Jovens se preocupam mais com a profissão do que com o vestibular

Jovens se preocupam mais com a profissão do que com o vestibular

Atualizado: Sexta-feira, 15 Abril de 2011 as 10:31

Para um adolescente, vestibular significa rito de passagem. É o primeiro momento em que ele enfrenta, para valer, a concorrência do mundo lá fora. A geração atual encara esse fenômeno de maneira um pouco diferente da anterior. Antigamente, o que importava era passar e, com isso, mostrar para pais, professores e colegas do que se era capaz. Por isso, muitos adolescentes escolhiam o curso não apenas visando à carreira, mas sobretudo em função do status da faculdade. Havia mais mérito em ser aprovado num curso de medicina, concorridíssimo, do que em um de letras, em que as vagas geralmente sobravam. Era altíssimo o índice de jovens que se arrependiam depois e mudavam de faculdade.

O adolescente ficou mais pragmático. Informa-se melhor sobre a carreira desde o colegial. Escolhe mais em função das chances de ascensão profissional e menos pelo glamour da profissão. Alguns chegam ao requinte de decidir por um curso tendo como parâmetro as possibilidades de pós-graduação. "Pelo nível de informação que recebe, o adolescente amadurece mais cedo e tem uma visão de mundo mais ampla", afirma o professor José Coelho Sobrinho, um dos coordenadores da Fuvest, entidade responsável pelo vestibular da Universidade de São Paulo. "Os jovens da minha geração só conheciam medicina, engenharia e direito."

Sandra Garrido, paulistana de 18 anos que prestará o vestibular para publicidade nos próximos meses, é um típico exemplo da postura da nova geração. Antes de escolher a faculdade, visitou várias. Deixou de lado as públicas, que tinham mais renome, e optou por uma particular, mais voltada para o mercado e com laboratórios mais modernos. "A universidade pública se apóia no passado e às vezes não tem noção do que está ocorrendo hoje", acha Sandra. Desde antes do vestibular, a profissão é uma das maiores preocupações do adolescente. Pesquisas apontam que a maior fonte de felicidade para o jovem não é o dinheiro nem o amor. O sucesso profissional é o que conta para 47% deles.

Grande parte dos jovens é obcecada por informações sobre carreiras e cursos. Os colégios estão percebendo isso. Muitos promovem visitas guiadas a faculdades e locais de trabalho. Tudo para atender a essa demanda. "A escola ficou muito mais cara, e seus usuários são cada vez mais exigentes", diz Mauro de Salles Aguiar, diretor do Colégio Bandeirantes, de São Paulo, que oferece esse tipo de serviço aos alunos.

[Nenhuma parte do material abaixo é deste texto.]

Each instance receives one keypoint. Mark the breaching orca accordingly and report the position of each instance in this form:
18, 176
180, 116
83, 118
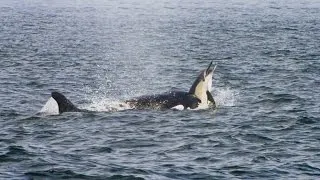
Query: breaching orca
198, 97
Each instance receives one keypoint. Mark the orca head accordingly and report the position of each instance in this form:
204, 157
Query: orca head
202, 86
58, 104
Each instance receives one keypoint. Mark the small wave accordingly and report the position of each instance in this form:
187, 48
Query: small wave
60, 173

Seria ingênuo, no entanto, achar que os adolescentes dificilmente erram na escolha da profissão ou trocam de faculdade. "Escolha profissional é questão de maturidade, e aos 18 anos o jovem pode ou não estar preparado", acha o professor Coelho. Há vários fatores que atrapalham. Um deles diz respeito à forma de testar o conhecimento. O vestibular permanece sendo um modelo que concentra a avaliação de anos de estudo num único fim de semana. Basta uma dor de cabeça ou uma noite maldormida para colocar tudo a perder. Outro motivo está ligado à oferta de cursos, que é muito variada e acaba gerando dúvida e confusão. Há ainda um problema relacionado à estrutura da universidade, que não ajuda quem erra e quer mudar de curso. "As faculdades americanas e européias oferecem em geral os dois primeiros anos básicos, jogando a especialização para mais adiante", lembra Ruy de Mathis, psicoterapeuta que há 23 anos promove testes de orientação vocacional. "No Brasil, o adolescente só tem uma bala na agulha: ou erra ou acerta."É exatamente por essa razão que uma boa dose de angústia resiste, ainda que num grau menor do que antigamente.